A 2015 RAND corporation study shows us the most recent report of gross enrollment numbers under the ACA at 22.8 million, while Medicaid sees 12 million.

According to the “Trends in Health Insurance Enrollment, 2013-15” RAND corporation study:

“22.8 million got coverage and 5.9 million lost plans for a net total of 16.9 million newly insured. 9.6 million people enrolled in employer-sponsored health plans, followed by Medicaid (6.5 million), the individual marketplaces (4.1 million), nonmarketplace individual plans (1.2 million) and other insurance sources (1.5 million). To clarify that is 4.1 million newly enrolled in the Marketplace and 7.1 who transitioned to Marketplace coverage for a total of 11.2 million. Likewise about 12 million enrolled under Medicaid according to a recent CMS report, while the RAND study concludes that only 6.5 million are newly enrolled due to the ACA.”

Remember ACA expanded coverage by: requiring large employers to cover people, offering small employers tax credits for providing coverage, expanding Medicaid and CHIP, creating Marketplaces with cost assistance, and letting young people stay on their parents plan.
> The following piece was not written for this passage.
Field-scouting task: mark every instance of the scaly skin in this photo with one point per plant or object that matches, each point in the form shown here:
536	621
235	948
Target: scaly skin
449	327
The ACA also improved Medicare, although we are only looking at non-elderly uninsured here.
  • The 16.9 million number mirrors a March 2015 HHS report that showed 16.4 million enrolled. However the HHS report focuses on young adults, Medicaid, and the Marketplace while the RAND study includes all insurance types, but then accounts for those who dropped their plans. Both reports rely on survey data and should be compared and contrasted.
  • Note that while the RAND study shows 4.1 million Marketplace enrollments, this number subtracts 7.1 million who they estimated transitioned to Marketplace plans for a total of 11.2 million. HHS by comparison estimated a total of 11.7 million enrolled in the Marketplace.
  • This study is notable as it is one of the first reports to give an estimate of employer and non-marketplace plans and take into account plan drops.
  • According to the study the largest source of coverage was employer coverage under the employer mandate. Considering about 50% of Americans get their coverage though work, as opposed to only about 15% on individual plans these are interesting findings.
  • The report concludes the number of uninsured Americans fell from 42.7 million to 25.8 million since October 2013.
  • According to the US Census Bureau, before the ACA in 2009 about 48.6 million or 15.7% of the population was uninsured.
  • The current US population is about 320 million. So 1% is 3.2 million. 3.2 divided by 25.8 = about 8% uninsured rate. To contrast a first quarter Gallup-Healthways poll on the other hand puts the rate at about 12%.

The information below are highlights from the 2015 RAND corporation study. See link below to read the full study.

Key Findings

Since the Affordable Care Act’s major provisions took effect, there has been an estimated net increase of 16.9 million people with health insurance.

  • 22.8 million people became newly insured.
  • 5.9 million people lost coverage.
  • The number of uninsured Americans fell from 42.7 million to 25.8 million.

Among those gaining coverage, the largest share (9.6 million) enrolled in employer plans.

  • 6.5 million enrolled in Medicaid.
  • 4.1 million enrolled through the Marketplaces.
  • 1.2 million enrolled in other non-marketplace individual plans.
  • 1.5 million used other sources (Medicare, military insurance, state plans).

An estimated 24.6 million Americans who were already insured moved from one source of insurance to another during the study period.